Lennart Sorensen wrote:
> On Thu, Nov 29, 2007 at 12:14:16PM +0000, Ben Crowhurst wrote:
>
>> Has Objective-C ever been considered for kernel development?
>>
>
> Doesn't objective C essentially require a runtime to provide a lot of
> the features of the language? If it does (as I suspect) then it is
> totally unsiatable for kernel development.
>
>
C also requires a (very minimal) runtime.
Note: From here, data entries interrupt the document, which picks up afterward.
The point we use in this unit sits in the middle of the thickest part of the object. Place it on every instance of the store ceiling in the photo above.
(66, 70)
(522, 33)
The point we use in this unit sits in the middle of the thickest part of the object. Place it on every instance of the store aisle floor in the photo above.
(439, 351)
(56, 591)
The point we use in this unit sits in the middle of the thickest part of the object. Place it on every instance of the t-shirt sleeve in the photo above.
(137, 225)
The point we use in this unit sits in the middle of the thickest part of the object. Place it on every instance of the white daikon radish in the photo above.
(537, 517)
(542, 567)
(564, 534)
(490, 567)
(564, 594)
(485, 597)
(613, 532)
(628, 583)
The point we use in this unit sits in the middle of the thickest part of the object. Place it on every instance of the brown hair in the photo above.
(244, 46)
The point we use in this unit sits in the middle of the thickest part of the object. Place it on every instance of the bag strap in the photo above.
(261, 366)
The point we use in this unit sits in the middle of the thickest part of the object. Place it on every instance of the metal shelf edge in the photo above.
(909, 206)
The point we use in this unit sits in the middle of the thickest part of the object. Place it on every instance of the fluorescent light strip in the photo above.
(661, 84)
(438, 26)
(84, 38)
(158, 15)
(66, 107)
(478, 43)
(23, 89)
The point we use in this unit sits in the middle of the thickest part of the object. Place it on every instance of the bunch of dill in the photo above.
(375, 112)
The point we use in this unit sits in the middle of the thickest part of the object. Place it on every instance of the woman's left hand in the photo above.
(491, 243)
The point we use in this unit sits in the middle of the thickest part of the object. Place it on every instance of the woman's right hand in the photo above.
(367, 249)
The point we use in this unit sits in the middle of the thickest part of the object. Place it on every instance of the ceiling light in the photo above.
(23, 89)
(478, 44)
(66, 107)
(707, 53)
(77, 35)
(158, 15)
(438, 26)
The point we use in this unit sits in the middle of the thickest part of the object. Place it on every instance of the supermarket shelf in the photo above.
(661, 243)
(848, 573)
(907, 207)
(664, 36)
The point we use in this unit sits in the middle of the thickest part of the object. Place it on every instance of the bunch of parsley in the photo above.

And I don't see how having a
runtime disqualifies a language from being usable in a kernel; the
runtime is just one more library, either supplied by the compiler or by
the kernel.
>
> Besides the kernel does a wonderful job doing object oriented design
> where apropriate using C without any of the stupidities added by the
> common OO languages
Object orientation in C leaves much to be desired; see the huge number
of void pointers and container_of()s in the kernel.
Kyle Moffett wrote:
> In the kernel though, there are many codepaths where *every* *single*
> instruction counts; that could be a serious performance hit.
Write *those* *codepaths* in *C* or *assembly*. But only after you
manage to measure a difference compared to the object-oriented systems
language.
[I really doubt there are that many of these; syscall
entry/dispatch/exit, interrupt dispatch, context switch, what else?]
Avi Kivity <[email protected]> writes:
>
> [I really doubt there are that many of these; syscall
> entry/dispatch/exit, interrupt dispatch, context switch, what else?]
Networking, block IO, page fault, ... But only the fast paths in these
cases. A lot of the kernel is slow path code and could probably
be written even in an interpreted language without much trouble.
-Andi
On Sat, 1 December 2007 21:59:31 +0200, Avi Kivity wrote:
>
> Object orientation in C leaves much to be desired; see the huge number
> of void pointers and container_of()s in the kernel.
While true, this isn't such a bad problem. A language really sucks when
it tries to disallow something useful. Back in university I was forced
to write system software in pascal. Simple pointer arithmetic became a
5-line piece of code.
Imo the main advantage of C is simply that it doesn't get in the way.
Jörn
--
But this is not to say that the main benefit of Linux and other GPL
software is lower-cost. Control is the main benefit--cost is secondary.
-- Bruce Perens
Alan Cox wrote:
>> Well, original C allowed you to do what you wanted with pointers (I used
>> to teach that back when K&R was "the" C manual). Now people which about
>> having pointers outside the array, which is a crock in practice, as long
>> as you don't actually /use/ an out of range value.
>>
>
> Actually the standards had good reasons to bar this use, because many
> runtime environments used segmentation and unsigned segment offsets. On a
> 286 you could get into quite a mess with out of array reference tricks.
>
>
>> variable with the address of the start. I was more familiar with the B
>> stuff, I wrote both the interpreter and the code generator+library for
>> the 8080 and GE600 machines. B on MULTICS, those were the days... :-D
>>
>
> B on Honeywell L66, so that may well have been a relative of your code
> generator ?
>
>
Probably the Bell Labs one. I did an optimizer on the Pcode which caught
jumps to jumps, then had separate 8080 and L66 code generators into GMAP
on the GE and the CP/M assembler or the Intel (ISIS) assembler for 8080.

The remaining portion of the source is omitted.